Bivens v. Six Unknown Named Agents of Fed. Bureau of Narcotics,
. References to "Amd. Compl.” are to the First Amended Complaint filed on November 18, 2005.
. With respect to Dr. Hatfill’s claim against defendant Tracy Henke in her individual or personal capacity, the Court need not address the defendants arguments with respect to her statute of limitations and insufficient service of process defenses because, for the reasons stated in this opinion, Dr. Hatfill has not stated a viable claim against the individual defendants in their personal capacities. And, like the other individual defendants, Henke is not seeking dismissal of the complaint against her in her official capacity. See Individual Defendants' Reply Memorandum in Support of Motion to Dismiss the Plaintiff’s First Amended Complaint at 2 n. 1.
. The Court recognizes that some of the cases analyzed in this opinion supporting the position that equitable relief is only available if the lawsuit is directed to the individual defendants in their official capacities involved state officials who were sued in their official capacities, thereby implicating immunity protections of the Eleventh Amendment. However, in this case, the Eleventh Amendment is not implicated because the individual defendants are federal officials.
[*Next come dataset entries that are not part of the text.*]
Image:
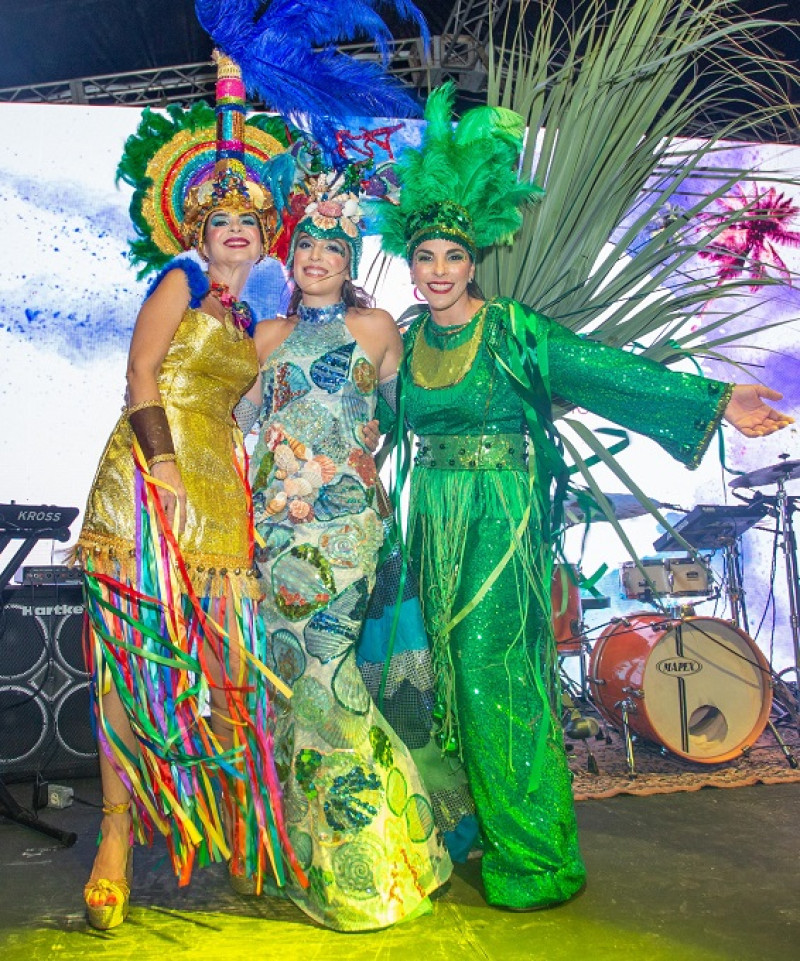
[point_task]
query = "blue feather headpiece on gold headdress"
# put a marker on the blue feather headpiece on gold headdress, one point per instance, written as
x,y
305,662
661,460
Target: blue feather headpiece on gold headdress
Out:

What has been extracted from these cases is the analogous maxim that federal officials, like state officials, cannot be sued for equitable relief in their individual capacities because the relief sought by a plaintiff can only be provided by the individual defendants in their official capacities.
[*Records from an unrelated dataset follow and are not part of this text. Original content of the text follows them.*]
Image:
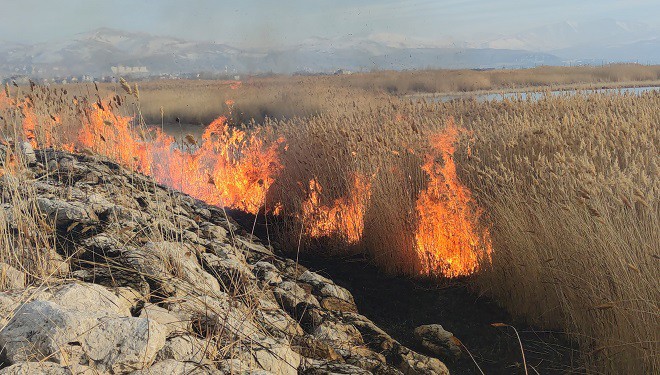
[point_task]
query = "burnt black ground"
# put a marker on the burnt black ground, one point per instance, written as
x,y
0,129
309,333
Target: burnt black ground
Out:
x,y
400,304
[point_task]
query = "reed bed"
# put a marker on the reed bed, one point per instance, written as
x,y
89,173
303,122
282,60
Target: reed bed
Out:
x,y
568,186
. Dr. Hatfill also requests declaratory and injunctive relief against the DOJ, the FBI, and now Attorney General Gonzales in his official capacity. Def.’s Opp'n at 10.
. Dr. Hatfill argues that an injunction addressed to the individual defendants in their official capacities would "not, for example, prohibit defendant Harp from telling a reporter that based on what he saw when he was in charge of the anthrax investigation, [he] should be considered the prime suspect.” Pl.'s Opp'n at 10. Dr. Hatfill speculates that the reporters who have contacted defendant Harp since his retirement have attempted to learn the official views of the government by seeking to acquire information from him because he is familiar with the investigation even though he is now retired. Id. Dr. Hatfill projects that "[a]ny disparaging statement that either Ashcroft or Harp made about [him] would undoubtedly be published along with a prominent reference to their roles in the investigation.” Id. at 11. Similarly, with respect to defendants Darnell, Beres, and Henke, Dr. Hatfill posits that a "permanent injunction is necessary because the facts show that all three defendants remain in a position to harm Dr. Hatfill by interfering with any biodefense work he may be doing pursuant to federally funded contracts.” Id. As already discussed in greater detail in this opinion, Dr. Hatfill’s Fifth Amendment claim against the individual defendants can only be redressed by the government. Accordingly, any post-retirement disclosures by defendants Harp and Ashcroft would not be government stigmatization actionable under the Fifth Amendment.
. A Order consistent with this Memorandum Opinion will be filed contemporaneously herewith.